In order to create an ambient display that could be used for further investigations I wanted to be able to control a motor/pump/light etc that has a voltage higher than 5v, using the data from the CT Sensor. In order to do this I would need to use a transistor because the Arduino can only be used to power an appliance between 0-5v. When doing this I had to use an external power supply (a battery that matches the voltage of the motor/pump/light etc.). For this prototype I used a 6v bulb and a 6v battery.  The transistor then allowed me to control the brightness of the bulb using the data from the CT sensor. I also used a rectifier diode which is very important if I decide to follow-up the prototype and use a motor instead of a bulb. This will protect the transistor from back voltage generated when the motor shuts off or turned in the reverse direction.


Part 1

Below is a schematic of how the voltage divider works with the CT Sensor in order to collect the energy usage data and send it to the Arduino.

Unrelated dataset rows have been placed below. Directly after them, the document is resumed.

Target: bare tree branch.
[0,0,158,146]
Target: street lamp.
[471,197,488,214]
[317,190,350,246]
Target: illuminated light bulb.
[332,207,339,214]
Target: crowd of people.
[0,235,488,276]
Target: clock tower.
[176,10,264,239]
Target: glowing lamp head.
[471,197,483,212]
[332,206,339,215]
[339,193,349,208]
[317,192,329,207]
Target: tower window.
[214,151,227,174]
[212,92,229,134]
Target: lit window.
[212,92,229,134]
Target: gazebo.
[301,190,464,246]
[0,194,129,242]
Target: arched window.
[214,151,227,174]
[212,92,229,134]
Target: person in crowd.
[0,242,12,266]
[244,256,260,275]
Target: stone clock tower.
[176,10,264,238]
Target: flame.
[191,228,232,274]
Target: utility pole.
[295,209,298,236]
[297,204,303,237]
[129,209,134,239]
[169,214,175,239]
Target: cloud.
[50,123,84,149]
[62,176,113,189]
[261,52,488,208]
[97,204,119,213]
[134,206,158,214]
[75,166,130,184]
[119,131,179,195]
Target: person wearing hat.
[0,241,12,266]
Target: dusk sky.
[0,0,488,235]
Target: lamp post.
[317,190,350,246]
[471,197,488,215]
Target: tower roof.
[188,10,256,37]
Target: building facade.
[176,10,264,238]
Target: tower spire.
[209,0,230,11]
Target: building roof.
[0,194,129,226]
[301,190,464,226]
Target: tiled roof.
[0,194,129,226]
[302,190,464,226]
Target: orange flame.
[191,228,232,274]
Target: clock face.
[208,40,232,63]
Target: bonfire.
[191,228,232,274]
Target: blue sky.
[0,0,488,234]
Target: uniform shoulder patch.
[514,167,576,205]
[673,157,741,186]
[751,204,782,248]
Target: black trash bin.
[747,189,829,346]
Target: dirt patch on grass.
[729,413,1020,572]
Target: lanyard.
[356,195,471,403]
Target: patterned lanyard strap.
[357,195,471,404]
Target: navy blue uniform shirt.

Voltage Divider with CT Sensor Schematic

Voltage Divider with CT Sensor schematic

Part 2

The data from the CT Sensor is sent to the transistor that then controls the brightness of the bulb. I used the diagram below but replaced the potentiometer with my CT Sensor and the motor with my bulb. I then combined the two circuits to make the Ambient Energy Monitor.

Fig. 1

Below is a picture of the Voltage Divider (as shown in schematic above) wired to the Arduino using a bread board (Fig. 2) and the full circuit(Fig. 3)

Fig. 2: Voltage Divider and CT Sensor

Fig. 3: Full Prototype

At this stage it is just a technical exercise but below are video demonstrations.

Initial comparisons between the use of light with that of a fan identified some interesting properties of both modalities. The fan can appeal to auditory, visual and even tactile senses while the use of light appeals only to the visual and requires the user to look at it in order to receive the information. My research would suggest that if the information is to be provided in the domestic setting then it would be more suitable if it could appeal to the auditory sense or at least more than one.

The disadvantage of the fan is that a small value of energy consumption is not enough to get the fan moving. In my experiment I had to multiply the value of the flow of current so that switching a single light on and off would affect the fan. The problem with doing this is that even if only two lights are turned on the fan will be moving at full speed. With the fan, the different levels of notification are harder to distinguish between. When the fan is moving at speed and then gets faster it is difficult to see and in fact it is the noise of the motor getting louder that provides the information. In order to be able to visually see the difference between two lights turning on and off I had to use the full range of the fan from fully off to full speed. However with the bulb it is different. Even a small current such as a single light turning on and off can be displayed and visually identified. The use of light could display the difference between a number of appliances being switched on and off. The bulb allows more levels of notification to be applied.